Drug retention was computed through the Kaplan-Meier survival method. Drug survival probabilities were displayed through Kaplan-Meier curves and supplemented by numbers of patients at risk beneath the graphs. We also present numbers of discontinuations, one-year and two-year survival rates and median survival time with corresponding confidence intervals. The probabilities of drug discontinuations were compared across the studied groups through the Log-rank test. If the curves were crossing, we also computed the Breslow and Tarone-Ware tests. Finally, we employed Cox regression models to estimate hazard ratios (HRs) for treatment discontinuation for patients answering 'yes' vs 'no' to studied questions. Besides crude hazard ratios, we obtained adjusted versions with baseline HAQ and DAS28-ESR as confounders.

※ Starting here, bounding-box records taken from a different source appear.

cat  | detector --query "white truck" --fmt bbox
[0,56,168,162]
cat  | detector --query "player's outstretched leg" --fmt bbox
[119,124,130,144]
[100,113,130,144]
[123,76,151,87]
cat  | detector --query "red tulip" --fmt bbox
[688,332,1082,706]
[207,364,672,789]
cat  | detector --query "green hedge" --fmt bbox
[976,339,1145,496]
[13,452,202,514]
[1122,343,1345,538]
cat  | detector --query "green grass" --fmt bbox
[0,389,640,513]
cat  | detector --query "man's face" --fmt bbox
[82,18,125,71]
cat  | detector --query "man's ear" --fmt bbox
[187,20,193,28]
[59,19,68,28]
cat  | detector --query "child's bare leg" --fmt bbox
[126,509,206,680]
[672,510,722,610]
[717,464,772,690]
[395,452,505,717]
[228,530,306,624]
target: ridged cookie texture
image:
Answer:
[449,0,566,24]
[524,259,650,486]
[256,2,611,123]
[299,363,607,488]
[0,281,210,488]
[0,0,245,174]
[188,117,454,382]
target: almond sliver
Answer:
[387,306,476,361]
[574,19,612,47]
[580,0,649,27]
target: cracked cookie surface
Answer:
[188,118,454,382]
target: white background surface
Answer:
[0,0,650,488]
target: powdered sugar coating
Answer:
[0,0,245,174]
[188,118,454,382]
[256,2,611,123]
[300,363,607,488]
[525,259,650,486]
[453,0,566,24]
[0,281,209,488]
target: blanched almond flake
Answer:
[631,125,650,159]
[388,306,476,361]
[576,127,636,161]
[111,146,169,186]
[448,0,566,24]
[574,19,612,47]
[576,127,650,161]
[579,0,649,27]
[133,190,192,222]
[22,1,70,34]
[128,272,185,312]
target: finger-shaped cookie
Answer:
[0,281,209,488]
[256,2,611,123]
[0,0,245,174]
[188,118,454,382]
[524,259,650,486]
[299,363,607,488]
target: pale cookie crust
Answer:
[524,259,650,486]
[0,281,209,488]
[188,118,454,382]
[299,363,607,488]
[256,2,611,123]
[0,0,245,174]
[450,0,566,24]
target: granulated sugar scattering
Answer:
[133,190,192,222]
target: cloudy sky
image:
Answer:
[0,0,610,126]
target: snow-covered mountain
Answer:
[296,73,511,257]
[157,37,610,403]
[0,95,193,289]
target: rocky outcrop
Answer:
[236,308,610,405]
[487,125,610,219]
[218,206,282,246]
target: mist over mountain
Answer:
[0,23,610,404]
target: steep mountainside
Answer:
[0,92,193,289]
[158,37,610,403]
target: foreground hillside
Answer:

For the sensitivity analysis, we created balanced datasets for both subgroups (answering 'yes' and 'no'). We used propensity score matching to match patients answering 'yes' to patients responding 'no' within each studied question. We performed logistic regression with the outcome variable 'yes' (= 1) vs 'no' (= 0) and selected baseline covariates for matching. The covariates were chosen based on statistically significant differences in baseline characteristics with respect to clinical relevance and multicollinearity. We chose the matching ratio 1:1 and set the caliper to 0.2. The adequacy of the final propensity score model was checked through the balance diagnostics (standardised mean differences should be less than 0.1 to ensure balance in selected covariates). We used matching to make both groups comparable in baseline characteristics and to minimise confounding by other factors in evaluating REM achievements at the 6-/12-month visit and in the evaluation of drug retentions.
We did not impute missing data in this analysis and performed an availablecase analysis instead. We used IBM SPSS Statistics 25.0 to compute all descriptive statistics and comparisons. The propensity score model was performed in R (version 3.5.3).